In der Pressemitteilung des Staatsministeriums zur Gründung des Cyber Valleys heißt es, dieses solle „gleichzeitig als internationales Zentrum für Grundlagenforschung und als Gründerplattform für marktfähige Anwendungen aufgesetzt werden“. Auch die Max-Planck-Gesellschaft erklärte aus diesem Anlass, man wolle „Unternehmensgründungen in diesem Bereich fördern, um von der Grundlagenforschung möglichst rasch zu marktfähigen Anwendungen zu kommen“.3 Auf der Homepage des Cyber Valley heißt es ergänzend: „… bei der Entwicklung intelligenter Systeme ist der Weg von der Grundlagenforschung bis zur Kommerzialisierung oft sehr kurz: Start-ups, die im Umfeld der Forschung entstehen, sind Motoren dieser Entwicklung. Cyber Valley bildet durch eine enge Verzahnung von Wissenschaft und Wirtschaft die ideale Umgebung zur Förderung von Start-ups“. Einen ersten großen Coup landete das Projekt im Oktober 2017, als der Großkonzern Amazon bekanntgab, dass er ebenfalls in das Cyber Valley einsteigen will (Facebook hingegen wird aktuell nicht mehr als Mitglied genannt). Erste Mitarbeiter*innen von Amazon sind bereits nach Tübingen gezogen und noch in diesem Jahr will der Konzern neben den Max-Planck-Instituten auf der Oberen Viehweide mit dem Bau eines Entwicklungszentrums für Künstliche Intelligenz beginnen, das im Erdgeschoss u.a. ein Café und einen „öffentlich zugänglichen Co-Working-Bereich“ umfassen soll.4

Neben den Unternehmen, die unmittelbar ins Cyber Valley-Projekt eingebunden sind, ist bereits jetzt eine verstärkte Ansiedelung von IT-Unternehmen in Tübingen zu bemerken.
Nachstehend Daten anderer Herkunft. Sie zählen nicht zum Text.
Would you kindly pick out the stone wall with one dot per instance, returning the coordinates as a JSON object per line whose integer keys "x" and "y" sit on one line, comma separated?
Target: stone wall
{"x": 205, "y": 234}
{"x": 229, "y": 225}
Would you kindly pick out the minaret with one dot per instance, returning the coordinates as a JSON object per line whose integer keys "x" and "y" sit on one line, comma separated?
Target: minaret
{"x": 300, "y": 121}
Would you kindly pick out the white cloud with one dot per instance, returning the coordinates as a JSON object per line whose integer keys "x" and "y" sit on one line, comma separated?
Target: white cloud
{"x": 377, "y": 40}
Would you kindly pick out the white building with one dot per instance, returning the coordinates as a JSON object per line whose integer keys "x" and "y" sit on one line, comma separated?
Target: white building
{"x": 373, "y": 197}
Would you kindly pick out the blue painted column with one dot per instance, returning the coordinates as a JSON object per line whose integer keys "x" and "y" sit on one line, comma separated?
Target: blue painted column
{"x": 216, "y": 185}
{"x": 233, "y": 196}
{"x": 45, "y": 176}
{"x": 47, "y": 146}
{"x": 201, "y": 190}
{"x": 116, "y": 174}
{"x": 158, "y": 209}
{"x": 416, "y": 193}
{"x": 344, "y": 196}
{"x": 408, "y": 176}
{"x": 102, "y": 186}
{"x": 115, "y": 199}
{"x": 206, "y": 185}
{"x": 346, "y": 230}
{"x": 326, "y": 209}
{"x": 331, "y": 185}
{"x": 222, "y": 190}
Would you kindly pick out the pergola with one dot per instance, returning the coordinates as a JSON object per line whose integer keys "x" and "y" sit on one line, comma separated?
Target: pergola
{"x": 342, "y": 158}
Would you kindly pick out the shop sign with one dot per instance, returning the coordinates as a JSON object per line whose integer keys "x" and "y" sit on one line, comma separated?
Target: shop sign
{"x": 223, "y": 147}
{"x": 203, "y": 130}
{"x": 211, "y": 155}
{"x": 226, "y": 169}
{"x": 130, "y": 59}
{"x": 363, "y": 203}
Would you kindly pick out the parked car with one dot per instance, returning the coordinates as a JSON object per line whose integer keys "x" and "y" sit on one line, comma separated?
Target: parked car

So hat im Zentrum der Stadt an der sog. „Blauen Brücke“ das Unternehmen ITDesign ein mehrstöckiges Gebäude errichtet, wo für Unternehmen Kundendaten verwaltet werden. Neben dem Neubaugebiet am alten Güterbahnhof entstand ein neuer Sitz der Firma Syss, die für Penetrationstests (simulierte Hackerangriffe, durch die Schwachstellen in IT-Systemen aufgedeckt und behoben werden können) bekannt ist und diese nach eigenen Angaben auch für die Bundeswehr durchführt. Durch die Übernahme des Tübinger Unternehmens Science + Computing im Juli 2016 hat sich auch der Großkonzern Atos einen Standort in der Stadt erschlossen. Zu den von hier aus angebotenen Produkten zählen u.a. High-Performance Computing und Messdatenmanagement. Darüber hinaus ist das Unternehmen aber auch in der Rüstung aktiv und bietet u.a. elektronische Grenzüberwachungssysteme und Checkpoints an, die Personen und Objekte auf der Basis von Mustererkennung eigenständig detektieren und ggf. als „Bedrohung“ oder „Ziel“ klassifizieren.5

Nach Angaben des Präsidenten der Max-Planck-Gesellschaft wird das Projekt Cyber Valley bereits seit etwa zehn Jahren vorbereitet. Tatsächlich sind in den vergangenen Jahren umfangreich Gelder von Bund und Land in die Universität Tübingen geflossen und haben dazu beigetragen, dass die zuvor eher für ihren geisteswissenschaftlichen Schwerpunkt bekannte Hochschule sich verstärkt auf die Informatik und Kognitionswissenschaften ausrichtete. Daneben wurden auch kommunalpolitische und bauliche Voraussetzungen geschaffen. Bereits 1999 hatten die Städte Reutlingen und Tübingen gemeinsam die Technologieförderung Reutlingen-Tübingen GmbH gegründet und einen Kooperationsvertrag mit der L-Bank zum Aufbau des Technologieparks Reutlingen Tübingen (TTR) abgeschlossen, der seit 2001 existiert und an den Standorten Reutlingen West und „Obere Viehweide“ in Tübingen Räumlichkeiten explizit für Start-Up Unternehmen bereitstellt. Die Obere Viehweide ist zugleich der Standort der Max-Planck-Institute, wo nun auch Amazon sein Entwicklungszentrum errichten will. Nach eigener Darstellung sei der Technologiepark „Deutschlands größtes Gründerzentrum für Biotechnologie“ und „durch seine unmittelbare Nähe zu Forschung und Wirtschaft eine bevorzugte Plattform für die Entwicklung neuer Technologien und Produkte. In Tübingen mit dem Schwerpunkt Biotechnologie, in Reutlingen in der Sensorik sowie Mikro- und Nanotechnologie“.6 Tatsächlich ist es in der Vergangenheit mehrfach gelungen, dass sich Start-up Unternehmen hier zunächst eingemietet und nach wenigen Jahren eigene Standorte gebaut haben – oder wieder verschwunden sind. Damit bietet der Technologiepark eben jene Bedingungen, um zukünftig auch in der KI-Forschung wie gewünscht „möglichst rasch von der Grundlagenforschung zu marktfähigen Anwendungen zu kommen“.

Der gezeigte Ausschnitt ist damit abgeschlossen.